Diğer karakterlerin bu farklı dünyalarda yadırganmadan kabul edilmelerinin esas sebebiyse ana karakterlerin farkı. Bir tarafta Savcı Fırat Bulut var. Onur Tuna’nın boyuyla posuyla (gözleri de var ama o şimdilik konu dışı) yıllardır izleyiciyi alıştırdığı karizması bir yana Fırat Bulut sokakta görebileceğiniz bir insan değil. İşini delicesine tutkuyla yapan, Barış Yesari’yi yakalayabilmek için suçsuz bir insanı hapse atıp, bunu itiraf ettikten sonra da adamla işbirliğine devam edebilecek kadar ikna kabiliyeti yüksek. Bunca hafıza kaybının arasında yaptığı büyük planın, kötü ve güçlü adamlara karşı sürekli işe yaraması da aynı şekilde biraz fantastik. Duvara koca yazı yazacak kadar ellerinden kan akıtıp da bir gün sonra o yaraların kabuk bağlaması daha da fantastik ama o dizi sektörünün fantastikliği hadi. İlginçtir bu kadar fantastik bir anlatı kurunca overacting bile göze güzel gelebiliyor. Yıllardır poz atması gereken karizmatik rollerden sonra biraz daha çılgın birini oynamanın Onur Tuna’ya çok iyi geldiğini reddetmek mümkün değil.

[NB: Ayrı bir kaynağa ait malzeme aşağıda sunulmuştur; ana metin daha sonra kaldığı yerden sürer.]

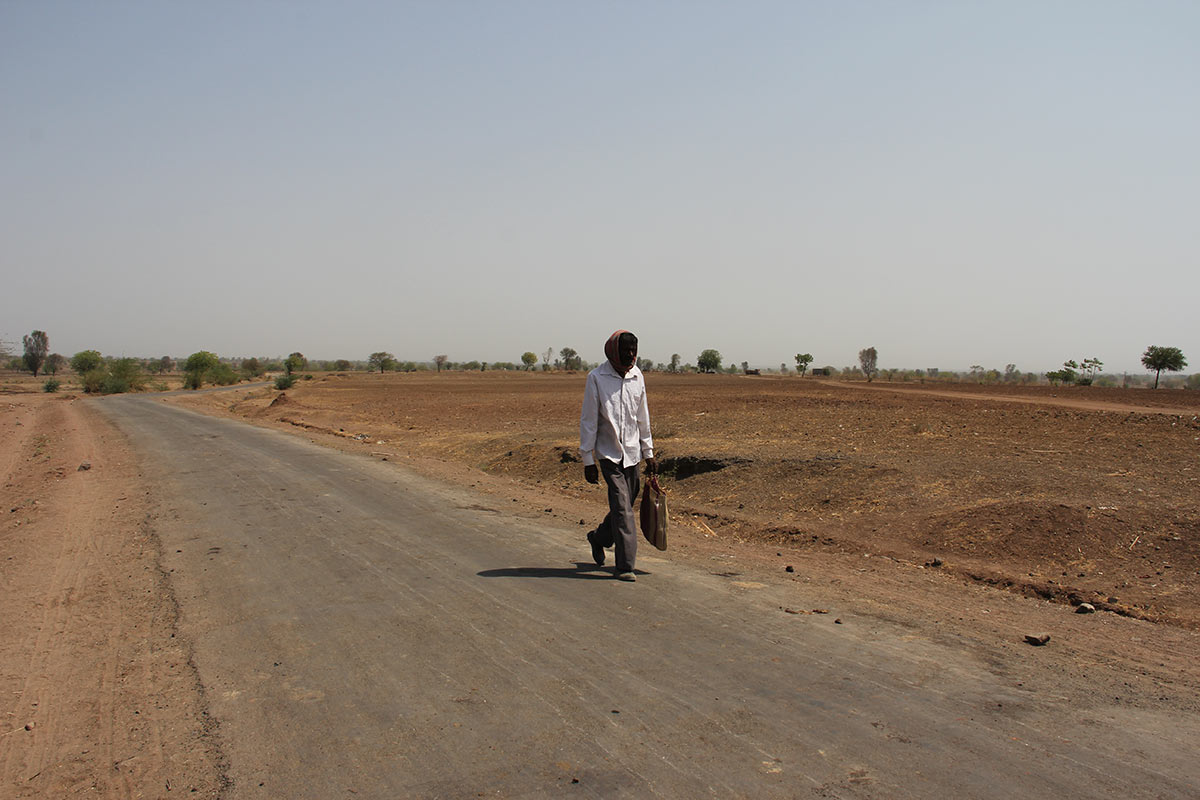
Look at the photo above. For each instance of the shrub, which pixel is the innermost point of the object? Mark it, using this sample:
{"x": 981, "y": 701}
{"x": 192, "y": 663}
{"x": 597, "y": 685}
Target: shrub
{"x": 114, "y": 385}
{"x": 94, "y": 380}
{"x": 222, "y": 374}
{"x": 85, "y": 361}
{"x": 126, "y": 377}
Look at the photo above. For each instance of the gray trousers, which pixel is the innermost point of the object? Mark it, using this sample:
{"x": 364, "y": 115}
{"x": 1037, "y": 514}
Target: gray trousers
{"x": 619, "y": 527}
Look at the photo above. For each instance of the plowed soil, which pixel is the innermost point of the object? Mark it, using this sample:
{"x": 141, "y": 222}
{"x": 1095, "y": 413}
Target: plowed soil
{"x": 1074, "y": 494}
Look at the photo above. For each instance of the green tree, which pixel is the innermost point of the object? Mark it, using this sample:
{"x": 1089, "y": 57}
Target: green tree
{"x": 54, "y": 362}
{"x": 124, "y": 376}
{"x": 571, "y": 359}
{"x": 382, "y": 361}
{"x": 709, "y": 361}
{"x": 1163, "y": 358}
{"x": 294, "y": 362}
{"x": 868, "y": 361}
{"x": 197, "y": 367}
{"x": 37, "y": 347}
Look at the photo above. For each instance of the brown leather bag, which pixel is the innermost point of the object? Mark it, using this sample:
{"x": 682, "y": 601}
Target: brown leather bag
{"x": 654, "y": 513}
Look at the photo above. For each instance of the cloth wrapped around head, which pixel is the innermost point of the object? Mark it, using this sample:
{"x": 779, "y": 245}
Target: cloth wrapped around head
{"x": 612, "y": 350}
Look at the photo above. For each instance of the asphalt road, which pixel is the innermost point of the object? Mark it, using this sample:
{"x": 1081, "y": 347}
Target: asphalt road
{"x": 361, "y": 631}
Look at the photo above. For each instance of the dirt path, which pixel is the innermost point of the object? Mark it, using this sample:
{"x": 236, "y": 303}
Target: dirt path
{"x": 363, "y": 629}
{"x": 96, "y": 693}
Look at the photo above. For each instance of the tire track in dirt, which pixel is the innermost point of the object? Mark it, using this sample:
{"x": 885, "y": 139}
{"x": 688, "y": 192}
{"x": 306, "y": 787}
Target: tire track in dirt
{"x": 87, "y": 624}
{"x": 1027, "y": 400}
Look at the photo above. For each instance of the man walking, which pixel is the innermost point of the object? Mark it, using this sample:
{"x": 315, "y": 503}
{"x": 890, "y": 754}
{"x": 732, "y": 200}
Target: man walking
{"x": 615, "y": 437}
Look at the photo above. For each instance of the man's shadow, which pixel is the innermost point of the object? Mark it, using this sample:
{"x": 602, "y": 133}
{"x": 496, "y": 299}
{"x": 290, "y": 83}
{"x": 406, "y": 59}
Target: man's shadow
{"x": 583, "y": 570}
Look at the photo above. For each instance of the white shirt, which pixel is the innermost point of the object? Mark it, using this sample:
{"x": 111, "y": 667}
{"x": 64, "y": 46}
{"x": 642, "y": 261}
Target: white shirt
{"x": 615, "y": 422}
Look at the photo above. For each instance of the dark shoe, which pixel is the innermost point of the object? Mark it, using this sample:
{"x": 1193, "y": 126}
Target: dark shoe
{"x": 597, "y": 549}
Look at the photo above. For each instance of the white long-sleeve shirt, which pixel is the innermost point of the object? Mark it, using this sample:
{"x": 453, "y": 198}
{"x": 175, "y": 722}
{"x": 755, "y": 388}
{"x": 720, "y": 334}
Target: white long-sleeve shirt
{"x": 615, "y": 422}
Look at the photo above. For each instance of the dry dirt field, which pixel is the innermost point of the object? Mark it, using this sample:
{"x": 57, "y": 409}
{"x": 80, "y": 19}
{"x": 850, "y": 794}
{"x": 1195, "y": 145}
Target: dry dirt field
{"x": 1074, "y": 494}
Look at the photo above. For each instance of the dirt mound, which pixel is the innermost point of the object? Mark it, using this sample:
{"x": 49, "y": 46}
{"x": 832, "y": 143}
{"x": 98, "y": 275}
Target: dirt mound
{"x": 1047, "y": 531}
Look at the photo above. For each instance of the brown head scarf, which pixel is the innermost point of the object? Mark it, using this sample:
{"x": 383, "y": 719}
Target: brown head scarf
{"x": 611, "y": 352}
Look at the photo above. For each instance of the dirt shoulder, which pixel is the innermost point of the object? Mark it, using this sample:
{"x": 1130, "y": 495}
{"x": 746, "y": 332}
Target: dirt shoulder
{"x": 97, "y": 692}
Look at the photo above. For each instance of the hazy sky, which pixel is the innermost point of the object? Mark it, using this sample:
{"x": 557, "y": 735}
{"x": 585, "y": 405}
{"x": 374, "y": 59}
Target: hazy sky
{"x": 951, "y": 182}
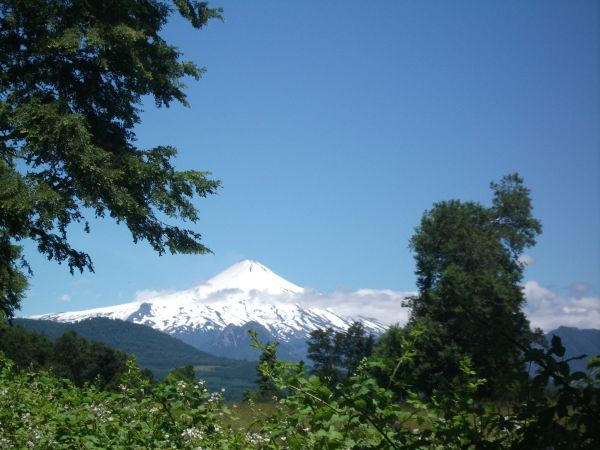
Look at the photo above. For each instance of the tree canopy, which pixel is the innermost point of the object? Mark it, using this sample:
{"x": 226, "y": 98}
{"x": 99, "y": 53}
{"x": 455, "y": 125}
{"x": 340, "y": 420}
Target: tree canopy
{"x": 72, "y": 78}
{"x": 468, "y": 274}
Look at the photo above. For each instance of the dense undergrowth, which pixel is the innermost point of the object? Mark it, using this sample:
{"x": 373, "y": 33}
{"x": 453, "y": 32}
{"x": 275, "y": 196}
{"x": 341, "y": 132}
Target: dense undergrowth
{"x": 39, "y": 410}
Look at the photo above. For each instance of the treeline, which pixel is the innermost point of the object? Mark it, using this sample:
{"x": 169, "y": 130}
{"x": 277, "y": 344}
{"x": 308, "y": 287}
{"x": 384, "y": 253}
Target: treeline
{"x": 69, "y": 356}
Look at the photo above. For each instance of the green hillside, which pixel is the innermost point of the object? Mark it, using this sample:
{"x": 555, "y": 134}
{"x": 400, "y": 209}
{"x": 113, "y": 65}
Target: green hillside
{"x": 156, "y": 351}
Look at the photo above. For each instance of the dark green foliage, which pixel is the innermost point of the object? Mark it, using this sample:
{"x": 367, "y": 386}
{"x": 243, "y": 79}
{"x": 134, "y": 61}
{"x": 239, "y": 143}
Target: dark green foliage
{"x": 323, "y": 354}
{"x": 468, "y": 274}
{"x": 266, "y": 385}
{"x": 577, "y": 342}
{"x": 69, "y": 356}
{"x": 72, "y": 78}
{"x": 157, "y": 351}
{"x": 336, "y": 355}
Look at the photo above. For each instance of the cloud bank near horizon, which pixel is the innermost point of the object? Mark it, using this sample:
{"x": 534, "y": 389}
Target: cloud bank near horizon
{"x": 545, "y": 308}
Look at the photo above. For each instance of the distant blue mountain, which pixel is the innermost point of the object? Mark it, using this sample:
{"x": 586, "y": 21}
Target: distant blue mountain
{"x": 578, "y": 342}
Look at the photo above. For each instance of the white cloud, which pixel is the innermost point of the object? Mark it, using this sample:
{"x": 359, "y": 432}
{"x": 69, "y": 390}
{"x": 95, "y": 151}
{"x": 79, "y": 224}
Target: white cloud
{"x": 548, "y": 310}
{"x": 386, "y": 306}
{"x": 526, "y": 260}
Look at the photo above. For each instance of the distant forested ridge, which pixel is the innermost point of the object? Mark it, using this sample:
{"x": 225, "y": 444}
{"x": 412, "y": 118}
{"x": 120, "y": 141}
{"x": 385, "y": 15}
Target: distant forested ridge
{"x": 156, "y": 351}
{"x": 68, "y": 356}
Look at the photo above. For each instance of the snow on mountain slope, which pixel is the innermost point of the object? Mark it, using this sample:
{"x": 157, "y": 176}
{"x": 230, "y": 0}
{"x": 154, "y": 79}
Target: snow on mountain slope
{"x": 245, "y": 292}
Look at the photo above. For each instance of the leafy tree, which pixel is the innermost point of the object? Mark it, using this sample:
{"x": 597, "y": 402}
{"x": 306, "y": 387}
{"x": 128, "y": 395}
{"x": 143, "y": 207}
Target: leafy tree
{"x": 322, "y": 352}
{"x": 267, "y": 360}
{"x": 468, "y": 275}
{"x": 72, "y": 78}
{"x": 336, "y": 355}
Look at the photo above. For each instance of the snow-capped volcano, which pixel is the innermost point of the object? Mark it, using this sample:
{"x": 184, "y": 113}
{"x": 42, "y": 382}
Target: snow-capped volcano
{"x": 215, "y": 315}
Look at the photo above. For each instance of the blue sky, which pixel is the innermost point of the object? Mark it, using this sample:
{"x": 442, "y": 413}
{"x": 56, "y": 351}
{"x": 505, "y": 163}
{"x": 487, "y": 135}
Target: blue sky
{"x": 334, "y": 125}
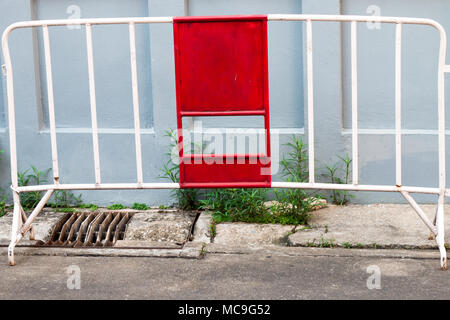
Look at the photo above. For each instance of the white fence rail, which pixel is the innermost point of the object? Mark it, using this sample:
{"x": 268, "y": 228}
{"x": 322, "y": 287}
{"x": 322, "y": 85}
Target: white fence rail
{"x": 22, "y": 224}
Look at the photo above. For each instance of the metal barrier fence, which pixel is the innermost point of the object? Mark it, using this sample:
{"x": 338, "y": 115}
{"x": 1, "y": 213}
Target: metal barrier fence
{"x": 23, "y": 224}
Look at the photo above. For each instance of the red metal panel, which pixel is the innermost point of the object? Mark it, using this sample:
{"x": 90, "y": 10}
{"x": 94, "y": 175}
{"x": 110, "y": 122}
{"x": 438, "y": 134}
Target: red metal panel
{"x": 244, "y": 171}
{"x": 221, "y": 69}
{"x": 221, "y": 63}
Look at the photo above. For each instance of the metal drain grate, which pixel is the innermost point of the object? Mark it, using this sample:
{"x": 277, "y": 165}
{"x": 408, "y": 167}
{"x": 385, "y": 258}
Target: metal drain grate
{"x": 88, "y": 229}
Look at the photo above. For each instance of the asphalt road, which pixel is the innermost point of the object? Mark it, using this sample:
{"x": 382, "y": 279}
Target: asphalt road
{"x": 222, "y": 276}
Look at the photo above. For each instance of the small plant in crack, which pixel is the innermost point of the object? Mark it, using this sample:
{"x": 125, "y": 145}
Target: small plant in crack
{"x": 116, "y": 206}
{"x": 139, "y": 206}
{"x": 339, "y": 173}
{"x": 29, "y": 200}
{"x": 187, "y": 199}
{"x": 212, "y": 231}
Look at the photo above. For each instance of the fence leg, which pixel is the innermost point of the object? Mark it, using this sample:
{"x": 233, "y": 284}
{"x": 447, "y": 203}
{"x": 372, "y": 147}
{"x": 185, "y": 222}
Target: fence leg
{"x": 440, "y": 229}
{"x": 16, "y": 225}
{"x": 24, "y": 219}
{"x": 431, "y": 237}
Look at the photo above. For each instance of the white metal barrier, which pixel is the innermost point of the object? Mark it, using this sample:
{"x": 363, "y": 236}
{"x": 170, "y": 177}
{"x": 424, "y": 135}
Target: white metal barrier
{"x": 23, "y": 224}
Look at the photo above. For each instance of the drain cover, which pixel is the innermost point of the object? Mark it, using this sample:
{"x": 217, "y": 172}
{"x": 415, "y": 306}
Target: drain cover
{"x": 89, "y": 229}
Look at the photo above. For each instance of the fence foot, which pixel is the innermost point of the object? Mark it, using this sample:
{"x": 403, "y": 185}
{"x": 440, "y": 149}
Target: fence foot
{"x": 440, "y": 232}
{"x": 16, "y": 225}
{"x": 24, "y": 219}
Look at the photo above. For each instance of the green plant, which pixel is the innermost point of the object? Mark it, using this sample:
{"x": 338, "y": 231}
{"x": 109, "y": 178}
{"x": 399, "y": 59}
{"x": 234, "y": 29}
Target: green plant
{"x": 64, "y": 198}
{"x": 326, "y": 243}
{"x": 116, "y": 206}
{"x": 347, "y": 245}
{"x": 212, "y": 231}
{"x": 339, "y": 173}
{"x": 139, "y": 206}
{"x": 90, "y": 206}
{"x": 187, "y": 199}
{"x": 2, "y": 207}
{"x": 29, "y": 200}
{"x": 294, "y": 205}
{"x": 245, "y": 205}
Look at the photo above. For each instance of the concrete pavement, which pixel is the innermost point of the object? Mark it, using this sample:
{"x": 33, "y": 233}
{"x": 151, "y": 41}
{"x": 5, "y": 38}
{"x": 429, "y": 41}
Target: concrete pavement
{"x": 287, "y": 273}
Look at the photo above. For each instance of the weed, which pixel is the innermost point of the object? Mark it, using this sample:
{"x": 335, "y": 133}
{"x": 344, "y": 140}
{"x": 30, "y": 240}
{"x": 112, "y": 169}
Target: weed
{"x": 139, "y": 206}
{"x": 90, "y": 206}
{"x": 326, "y": 243}
{"x": 339, "y": 173}
{"x": 2, "y": 207}
{"x": 203, "y": 249}
{"x": 66, "y": 210}
{"x": 232, "y": 205}
{"x": 29, "y": 200}
{"x": 294, "y": 205}
{"x": 347, "y": 245}
{"x": 116, "y": 206}
{"x": 188, "y": 199}
{"x": 212, "y": 231}
{"x": 64, "y": 198}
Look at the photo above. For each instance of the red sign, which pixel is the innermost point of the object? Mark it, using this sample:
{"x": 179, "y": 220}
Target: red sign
{"x": 221, "y": 70}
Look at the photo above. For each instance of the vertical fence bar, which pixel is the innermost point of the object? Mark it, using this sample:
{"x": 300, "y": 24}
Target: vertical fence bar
{"x": 398, "y": 104}
{"x": 51, "y": 103}
{"x": 11, "y": 114}
{"x": 354, "y": 58}
{"x": 90, "y": 57}
{"x": 134, "y": 80}
{"x": 309, "y": 54}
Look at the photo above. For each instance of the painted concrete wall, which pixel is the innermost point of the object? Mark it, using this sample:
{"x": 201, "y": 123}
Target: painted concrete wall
{"x": 157, "y": 89}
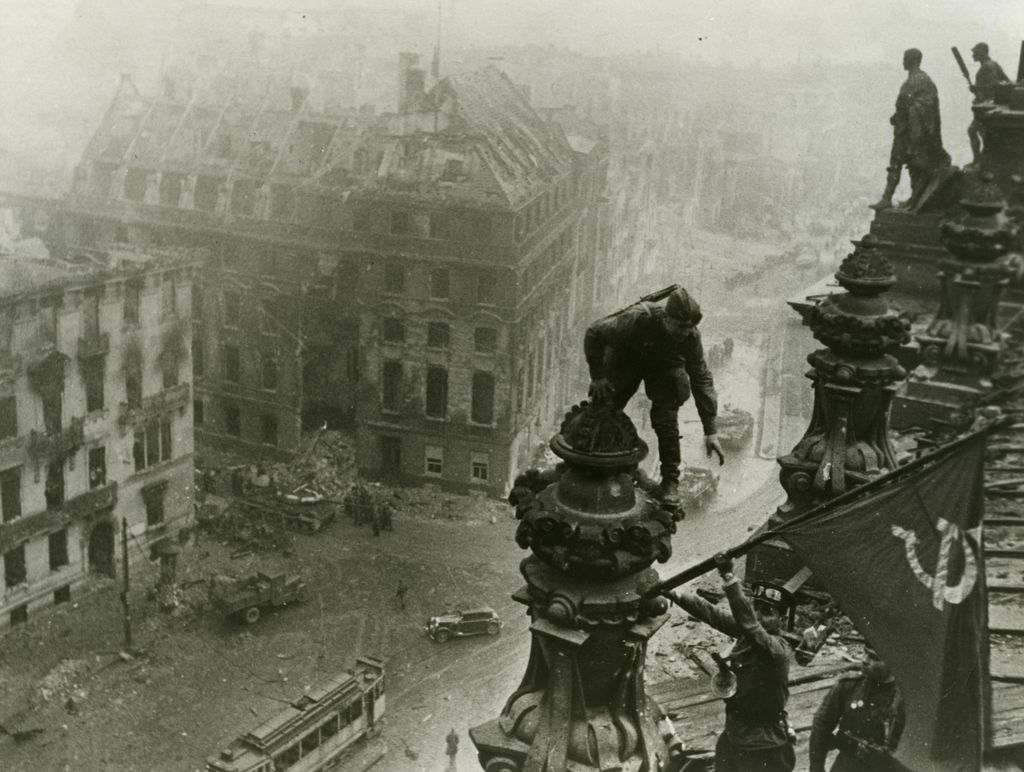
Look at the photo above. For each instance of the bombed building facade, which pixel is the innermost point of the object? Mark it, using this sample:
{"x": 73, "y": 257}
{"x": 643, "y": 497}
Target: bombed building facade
{"x": 95, "y": 418}
{"x": 419, "y": 275}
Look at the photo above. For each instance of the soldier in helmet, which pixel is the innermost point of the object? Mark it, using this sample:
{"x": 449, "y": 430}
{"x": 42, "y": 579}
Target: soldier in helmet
{"x": 916, "y": 134}
{"x": 757, "y": 735}
{"x": 862, "y": 717}
{"x": 989, "y": 75}
{"x": 659, "y": 346}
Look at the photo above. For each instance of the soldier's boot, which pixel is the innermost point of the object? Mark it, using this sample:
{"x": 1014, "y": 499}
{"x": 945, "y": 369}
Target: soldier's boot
{"x": 892, "y": 180}
{"x": 671, "y": 501}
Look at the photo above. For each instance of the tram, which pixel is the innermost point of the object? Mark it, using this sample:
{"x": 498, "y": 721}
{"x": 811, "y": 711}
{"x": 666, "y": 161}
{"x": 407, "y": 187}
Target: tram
{"x": 315, "y": 730}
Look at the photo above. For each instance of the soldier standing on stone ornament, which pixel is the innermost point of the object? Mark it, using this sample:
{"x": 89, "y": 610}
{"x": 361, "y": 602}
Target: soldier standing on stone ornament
{"x": 757, "y": 734}
{"x": 916, "y": 134}
{"x": 659, "y": 346}
{"x": 989, "y": 76}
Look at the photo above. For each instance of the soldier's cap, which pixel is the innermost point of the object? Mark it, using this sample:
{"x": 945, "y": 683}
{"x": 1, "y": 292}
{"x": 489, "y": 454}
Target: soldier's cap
{"x": 683, "y": 307}
{"x": 772, "y": 594}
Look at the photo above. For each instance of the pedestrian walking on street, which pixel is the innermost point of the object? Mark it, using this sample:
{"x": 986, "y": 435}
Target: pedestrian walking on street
{"x": 452, "y": 743}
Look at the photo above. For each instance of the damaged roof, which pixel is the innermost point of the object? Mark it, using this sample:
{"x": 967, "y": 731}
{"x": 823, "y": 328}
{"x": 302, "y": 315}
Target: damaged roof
{"x": 24, "y": 273}
{"x": 474, "y": 138}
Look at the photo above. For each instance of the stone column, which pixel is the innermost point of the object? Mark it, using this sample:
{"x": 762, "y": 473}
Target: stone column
{"x": 593, "y": 535}
{"x": 854, "y": 379}
{"x": 962, "y": 347}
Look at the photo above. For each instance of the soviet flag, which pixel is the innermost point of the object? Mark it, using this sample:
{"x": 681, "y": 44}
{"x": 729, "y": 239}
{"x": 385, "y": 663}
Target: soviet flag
{"x": 903, "y": 560}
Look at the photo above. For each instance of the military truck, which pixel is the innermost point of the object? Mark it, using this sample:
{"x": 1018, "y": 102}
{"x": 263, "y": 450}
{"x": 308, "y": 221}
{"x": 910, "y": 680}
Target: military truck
{"x": 247, "y": 597}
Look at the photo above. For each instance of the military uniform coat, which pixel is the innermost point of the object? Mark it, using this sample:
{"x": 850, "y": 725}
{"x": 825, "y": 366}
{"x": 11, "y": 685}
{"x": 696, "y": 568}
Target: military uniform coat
{"x": 756, "y": 733}
{"x": 632, "y": 346}
{"x": 869, "y": 711}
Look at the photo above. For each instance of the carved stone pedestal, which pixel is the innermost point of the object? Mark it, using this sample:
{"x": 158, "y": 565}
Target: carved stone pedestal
{"x": 582, "y": 705}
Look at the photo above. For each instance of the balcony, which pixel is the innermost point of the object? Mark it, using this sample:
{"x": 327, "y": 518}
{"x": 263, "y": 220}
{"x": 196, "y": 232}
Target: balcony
{"x": 93, "y": 347}
{"x": 83, "y": 507}
{"x": 156, "y": 405}
{"x": 59, "y": 444}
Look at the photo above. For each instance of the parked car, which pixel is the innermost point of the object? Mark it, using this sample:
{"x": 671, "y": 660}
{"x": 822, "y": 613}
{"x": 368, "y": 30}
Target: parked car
{"x": 480, "y": 620}
{"x": 246, "y": 597}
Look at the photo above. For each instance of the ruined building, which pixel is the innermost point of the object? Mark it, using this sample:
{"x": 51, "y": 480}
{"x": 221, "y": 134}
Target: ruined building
{"x": 421, "y": 275}
{"x": 95, "y": 418}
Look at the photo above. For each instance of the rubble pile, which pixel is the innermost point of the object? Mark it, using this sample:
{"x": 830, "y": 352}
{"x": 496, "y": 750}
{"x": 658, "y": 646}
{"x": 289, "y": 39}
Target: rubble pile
{"x": 324, "y": 464}
{"x": 62, "y": 682}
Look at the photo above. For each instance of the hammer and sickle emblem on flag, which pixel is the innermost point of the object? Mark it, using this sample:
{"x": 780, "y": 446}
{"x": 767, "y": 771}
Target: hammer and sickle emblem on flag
{"x": 950, "y": 534}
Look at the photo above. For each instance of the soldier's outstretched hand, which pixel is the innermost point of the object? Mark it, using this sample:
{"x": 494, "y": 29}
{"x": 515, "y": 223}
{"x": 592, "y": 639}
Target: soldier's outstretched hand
{"x": 713, "y": 445}
{"x": 601, "y": 391}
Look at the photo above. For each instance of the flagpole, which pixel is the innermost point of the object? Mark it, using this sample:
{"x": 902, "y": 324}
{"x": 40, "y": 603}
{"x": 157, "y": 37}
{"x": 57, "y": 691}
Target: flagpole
{"x": 698, "y": 569}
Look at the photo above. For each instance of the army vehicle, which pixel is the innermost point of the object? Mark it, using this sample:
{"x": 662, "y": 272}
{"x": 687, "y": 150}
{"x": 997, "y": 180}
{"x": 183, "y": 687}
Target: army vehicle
{"x": 247, "y": 597}
{"x": 460, "y": 624}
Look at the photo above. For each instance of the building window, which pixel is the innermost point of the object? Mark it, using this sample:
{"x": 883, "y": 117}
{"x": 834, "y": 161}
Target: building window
{"x": 268, "y": 317}
{"x": 439, "y": 283}
{"x": 440, "y": 225}
{"x": 133, "y": 385}
{"x": 232, "y": 308}
{"x": 14, "y": 571}
{"x": 482, "y": 410}
{"x": 54, "y": 487}
{"x": 92, "y": 377}
{"x": 97, "y": 467}
{"x": 480, "y": 226}
{"x": 393, "y": 330}
{"x": 437, "y": 335}
{"x": 10, "y": 494}
{"x": 479, "y": 467}
{"x": 153, "y": 444}
{"x": 48, "y": 319}
{"x": 433, "y": 461}
{"x": 401, "y": 222}
{"x": 268, "y": 373}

Yargı’da elbette Ceylin de çok baskın bir karakter ancak dizinin esas ana karakterinin Ilgaz Kaya olduğunu rahatlıkla söyleyebiliriz. Evet Ilgaz mükemmel bir erkek; hem işinde iyi, hem romantik, hem yemek yapabiliyor hem de sevdiği kadın için fedakarlıkta bir dünya markası. Ancak Ilgaz gerçek. O kadar gerçek ki bütün o karizmasının altında ne kadar tecrübesiz ve aptal bir adam olduğunu görebiliyorsunuz. Ne söylerse söylesin üniversitede hukuk okumasının tek sebebi, en yüksek puanlı bölümün hukuk olması. Sonrasında nasıl iş bulacağını bilmediği için hakimlik savcılık sınavlarına hazırlanmış. Hukukun diğer kısımları konusunda o kadar tecrübesiz ki avukatlık yaptığı ilk gün müvekkilini polise gammazladı. İlişkiler konusunda da çok tecrübeli sayılmaz. Neva ile ilişkisinin kopma sebebine de bakabiliriz Ceylin’le ne kadar hızlı gitmeye çalıştığına da… Ilgaz Kaya bu ülkenin insanı. Korkunç bir eğitim sisteminin içinden çıkınca kendini başarılı addeden, bu yolda basamakları çıkarken sosyalleşecek zaman ya da para bulamayan bir yurdum insanı. Bu arada evet yurdum erkeği mutfakta iyi olabilir, derli toplu olabilir, romantik de olabilir. Bu onu fantastik yapmaz, sadece “Var mı böyle erkekler ya” dedirtir. Sorunun cevabı da “Evet” bu arada.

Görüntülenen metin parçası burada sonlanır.